A year or so ago, I was able to seriously score an awesome video card for my MSFS system.
What (apparently) happened was that some poor sod had spent huge bucks on a whole s-load of high-end video cards for crypto-currency mining.
The very next day, (or something like that), they changed the crypto-currency algorithms to make them not require massive racks of video cards to crypto-mine, rendering his huge investment in high-end video cards virtually worthless!
Result:
I snagged an awesome video card for pennies on the dollar that had never been taken out of the box!
P.S.
While shopping for upgrades for the granddaughter’s computers at Micro Center, I saw a “video card” - that weighed in at more than $2000!! Each.
And!
Liquid cooling solutions for cooling the beastie as you try for petaflop performance.
First:
Where do you put them, or is that a gigantic robot?
Second:
Are they outta their flippin’ minds?

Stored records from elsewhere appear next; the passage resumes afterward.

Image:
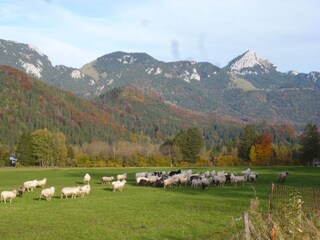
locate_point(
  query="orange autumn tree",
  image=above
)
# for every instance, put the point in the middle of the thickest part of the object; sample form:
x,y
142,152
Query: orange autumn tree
x,y
261,151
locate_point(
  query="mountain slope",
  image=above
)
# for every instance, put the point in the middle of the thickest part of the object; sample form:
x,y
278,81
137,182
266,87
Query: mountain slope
x,y
27,105
29,59
248,87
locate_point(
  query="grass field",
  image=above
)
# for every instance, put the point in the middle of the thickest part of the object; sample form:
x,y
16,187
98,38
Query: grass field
x,y
137,212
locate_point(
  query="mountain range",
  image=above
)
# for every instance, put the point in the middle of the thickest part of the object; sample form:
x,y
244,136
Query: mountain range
x,y
247,89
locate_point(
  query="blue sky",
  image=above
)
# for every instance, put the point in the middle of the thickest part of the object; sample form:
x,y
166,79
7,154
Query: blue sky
x,y
75,32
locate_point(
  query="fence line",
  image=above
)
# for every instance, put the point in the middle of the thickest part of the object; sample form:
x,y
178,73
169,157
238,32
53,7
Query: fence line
x,y
280,195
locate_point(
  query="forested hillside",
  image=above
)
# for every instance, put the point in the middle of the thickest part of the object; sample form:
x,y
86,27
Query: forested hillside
x,y
27,105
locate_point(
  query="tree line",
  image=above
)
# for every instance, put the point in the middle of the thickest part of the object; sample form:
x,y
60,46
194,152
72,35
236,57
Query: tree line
x,y
187,148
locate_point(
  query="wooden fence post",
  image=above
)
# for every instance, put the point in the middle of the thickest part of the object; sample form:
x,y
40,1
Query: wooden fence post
x,y
246,226
270,199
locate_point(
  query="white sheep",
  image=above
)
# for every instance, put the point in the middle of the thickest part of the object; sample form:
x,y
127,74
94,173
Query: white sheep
x,y
47,193
253,176
221,173
42,183
105,180
196,183
122,177
282,176
141,174
86,178
219,180
238,179
85,190
118,185
8,195
138,179
70,191
169,182
246,172
205,182
30,185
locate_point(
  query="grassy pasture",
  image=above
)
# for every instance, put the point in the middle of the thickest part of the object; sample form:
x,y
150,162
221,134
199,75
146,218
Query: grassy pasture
x,y
137,212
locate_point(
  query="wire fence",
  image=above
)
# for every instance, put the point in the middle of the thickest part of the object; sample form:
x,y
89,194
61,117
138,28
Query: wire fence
x,y
280,196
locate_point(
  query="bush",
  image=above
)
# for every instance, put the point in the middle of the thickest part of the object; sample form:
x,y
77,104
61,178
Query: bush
x,y
289,222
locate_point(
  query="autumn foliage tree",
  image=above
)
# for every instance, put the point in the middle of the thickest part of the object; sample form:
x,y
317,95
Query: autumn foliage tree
x,y
261,151
247,140
310,143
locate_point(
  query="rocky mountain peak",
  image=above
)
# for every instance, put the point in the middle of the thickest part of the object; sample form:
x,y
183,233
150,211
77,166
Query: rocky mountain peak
x,y
249,59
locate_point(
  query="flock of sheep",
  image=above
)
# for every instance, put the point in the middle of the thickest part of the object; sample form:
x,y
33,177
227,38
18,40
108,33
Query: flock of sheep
x,y
155,179
195,180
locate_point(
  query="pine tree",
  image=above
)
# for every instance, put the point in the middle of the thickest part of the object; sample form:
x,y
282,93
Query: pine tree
x,y
24,150
190,143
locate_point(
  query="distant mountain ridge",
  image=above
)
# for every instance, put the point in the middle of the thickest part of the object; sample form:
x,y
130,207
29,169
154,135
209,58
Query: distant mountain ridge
x,y
248,87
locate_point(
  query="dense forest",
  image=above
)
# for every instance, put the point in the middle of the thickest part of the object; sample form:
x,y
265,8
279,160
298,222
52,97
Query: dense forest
x,y
45,126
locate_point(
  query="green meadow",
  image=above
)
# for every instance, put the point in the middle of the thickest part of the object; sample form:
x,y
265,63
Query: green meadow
x,y
137,212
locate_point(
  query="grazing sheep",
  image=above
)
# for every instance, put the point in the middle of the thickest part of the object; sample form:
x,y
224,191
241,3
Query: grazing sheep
x,y
219,180
158,183
238,179
183,180
152,179
118,185
42,183
122,177
207,174
86,178
30,185
246,172
47,193
196,183
174,173
20,191
139,179
283,176
8,195
221,173
169,182
85,190
253,176
143,182
105,180
70,191
141,174
205,183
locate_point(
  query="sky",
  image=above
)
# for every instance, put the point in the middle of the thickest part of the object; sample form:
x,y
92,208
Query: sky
x,y
76,32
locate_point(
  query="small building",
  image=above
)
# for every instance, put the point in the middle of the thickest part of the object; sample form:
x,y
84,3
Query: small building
x,y
13,161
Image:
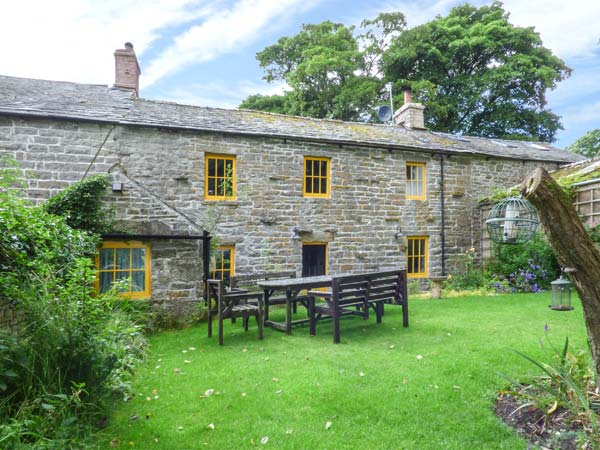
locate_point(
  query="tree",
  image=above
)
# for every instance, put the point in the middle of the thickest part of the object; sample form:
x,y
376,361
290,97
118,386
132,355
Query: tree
x,y
325,70
478,74
587,145
572,246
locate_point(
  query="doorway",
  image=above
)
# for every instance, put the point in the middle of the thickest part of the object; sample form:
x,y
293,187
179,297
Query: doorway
x,y
314,259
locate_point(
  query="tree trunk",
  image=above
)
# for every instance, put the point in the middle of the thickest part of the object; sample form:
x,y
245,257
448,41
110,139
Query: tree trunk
x,y
572,247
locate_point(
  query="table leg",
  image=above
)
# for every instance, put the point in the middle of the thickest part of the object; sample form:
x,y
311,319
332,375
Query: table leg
x,y
289,298
266,297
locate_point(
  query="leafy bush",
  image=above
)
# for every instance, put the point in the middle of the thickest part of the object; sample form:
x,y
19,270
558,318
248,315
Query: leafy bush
x,y
80,205
565,388
71,350
527,267
469,275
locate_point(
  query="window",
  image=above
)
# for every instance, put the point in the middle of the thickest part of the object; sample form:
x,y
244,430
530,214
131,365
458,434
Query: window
x,y
415,181
224,263
416,256
127,263
316,177
219,177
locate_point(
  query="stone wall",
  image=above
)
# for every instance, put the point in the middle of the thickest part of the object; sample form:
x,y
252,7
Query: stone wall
x,y
365,222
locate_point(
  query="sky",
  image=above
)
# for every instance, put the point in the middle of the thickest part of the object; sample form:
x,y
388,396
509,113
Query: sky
x,y
202,52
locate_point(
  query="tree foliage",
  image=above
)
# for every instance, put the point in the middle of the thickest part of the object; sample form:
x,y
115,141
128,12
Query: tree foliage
x,y
478,74
475,72
324,68
588,144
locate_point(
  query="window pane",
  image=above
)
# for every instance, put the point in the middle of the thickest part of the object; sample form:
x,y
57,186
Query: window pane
x,y
138,256
138,281
106,280
226,278
123,258
107,259
124,287
226,255
308,165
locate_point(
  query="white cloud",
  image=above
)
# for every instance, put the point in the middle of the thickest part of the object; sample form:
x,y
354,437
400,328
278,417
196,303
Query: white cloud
x,y
74,40
220,33
569,28
220,94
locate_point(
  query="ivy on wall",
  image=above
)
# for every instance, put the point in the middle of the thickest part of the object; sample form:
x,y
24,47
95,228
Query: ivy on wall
x,y
81,205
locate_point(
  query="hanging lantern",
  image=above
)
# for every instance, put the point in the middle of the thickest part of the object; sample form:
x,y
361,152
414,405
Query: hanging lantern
x,y
512,221
561,295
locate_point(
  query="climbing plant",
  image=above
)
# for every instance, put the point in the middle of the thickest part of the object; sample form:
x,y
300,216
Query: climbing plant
x,y
81,205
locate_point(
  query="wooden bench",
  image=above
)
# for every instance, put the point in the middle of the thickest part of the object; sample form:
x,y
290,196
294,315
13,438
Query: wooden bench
x,y
249,282
229,305
356,295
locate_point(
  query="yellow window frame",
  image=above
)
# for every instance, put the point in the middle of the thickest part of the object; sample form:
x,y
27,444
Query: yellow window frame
x,y
414,259
147,269
416,179
219,271
316,177
220,180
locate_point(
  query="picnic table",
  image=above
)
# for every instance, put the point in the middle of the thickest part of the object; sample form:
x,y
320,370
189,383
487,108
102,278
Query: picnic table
x,y
292,287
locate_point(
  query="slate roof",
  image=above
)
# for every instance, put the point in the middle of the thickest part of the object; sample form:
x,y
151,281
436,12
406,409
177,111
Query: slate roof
x,y
99,103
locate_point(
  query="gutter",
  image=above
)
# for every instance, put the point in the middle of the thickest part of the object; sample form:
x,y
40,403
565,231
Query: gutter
x,y
336,142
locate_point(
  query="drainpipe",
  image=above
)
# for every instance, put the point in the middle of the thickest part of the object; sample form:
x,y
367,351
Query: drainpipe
x,y
442,203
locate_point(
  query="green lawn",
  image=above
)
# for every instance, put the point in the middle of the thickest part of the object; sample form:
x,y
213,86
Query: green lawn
x,y
431,386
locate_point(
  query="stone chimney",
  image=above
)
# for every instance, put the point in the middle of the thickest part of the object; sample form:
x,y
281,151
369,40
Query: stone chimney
x,y
410,114
127,69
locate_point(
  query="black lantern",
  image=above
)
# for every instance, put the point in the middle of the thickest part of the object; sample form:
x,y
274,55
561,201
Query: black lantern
x,y
512,221
561,295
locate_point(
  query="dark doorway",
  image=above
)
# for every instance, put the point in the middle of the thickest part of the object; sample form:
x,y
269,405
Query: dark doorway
x,y
314,259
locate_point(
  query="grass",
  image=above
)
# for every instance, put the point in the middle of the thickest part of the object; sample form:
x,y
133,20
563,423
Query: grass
x,y
430,386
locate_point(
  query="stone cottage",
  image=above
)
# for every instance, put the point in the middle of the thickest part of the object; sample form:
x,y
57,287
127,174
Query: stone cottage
x,y
276,192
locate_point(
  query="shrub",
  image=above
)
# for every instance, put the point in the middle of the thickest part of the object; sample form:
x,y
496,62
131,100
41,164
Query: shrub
x,y
71,350
469,275
565,392
80,204
527,267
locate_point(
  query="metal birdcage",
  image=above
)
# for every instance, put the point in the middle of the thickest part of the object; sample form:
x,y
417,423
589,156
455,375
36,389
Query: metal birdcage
x,y
512,221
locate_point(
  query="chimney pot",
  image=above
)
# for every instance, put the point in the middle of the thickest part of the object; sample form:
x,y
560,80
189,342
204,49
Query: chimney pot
x,y
407,95
410,115
127,69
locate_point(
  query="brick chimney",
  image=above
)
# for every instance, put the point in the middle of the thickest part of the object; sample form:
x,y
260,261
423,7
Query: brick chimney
x,y
127,69
410,114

This is obviously not intended for mere mortals like us, but rather research facilities with bottomless budgets.
Obviously they don’t have Raspberry Pi based robots in their sights.
The demo had a MayFly AI wireless video camera / distance sensor mounted on a $400 Create3 sending the video direct via WiFi to a desktop with the two RTX4090 cards.
So, it wasn’t the robot that had the video cards, but the huge supercomputer they had it connected to, 'eh?
IMHO, that’s cheating. You could make a micro:bit swim the Hellespont if it had a big enough co-processor.
Again IMHO, the “robot” wasn’t the mobile appendage, but the huge honkin’ monster it was connected to. Just go ahead and put wheels on it and be done with it all.
The definition of “robot” seems both vague and fluid. Since I am mostly interested in autonomous behavior and I don’t care much about how I get there, I am personally ok leaving “self-contained” out of my robot definition. This makes wireless (or even wired) co-processors ok, even very expensive ones that I can’t afford!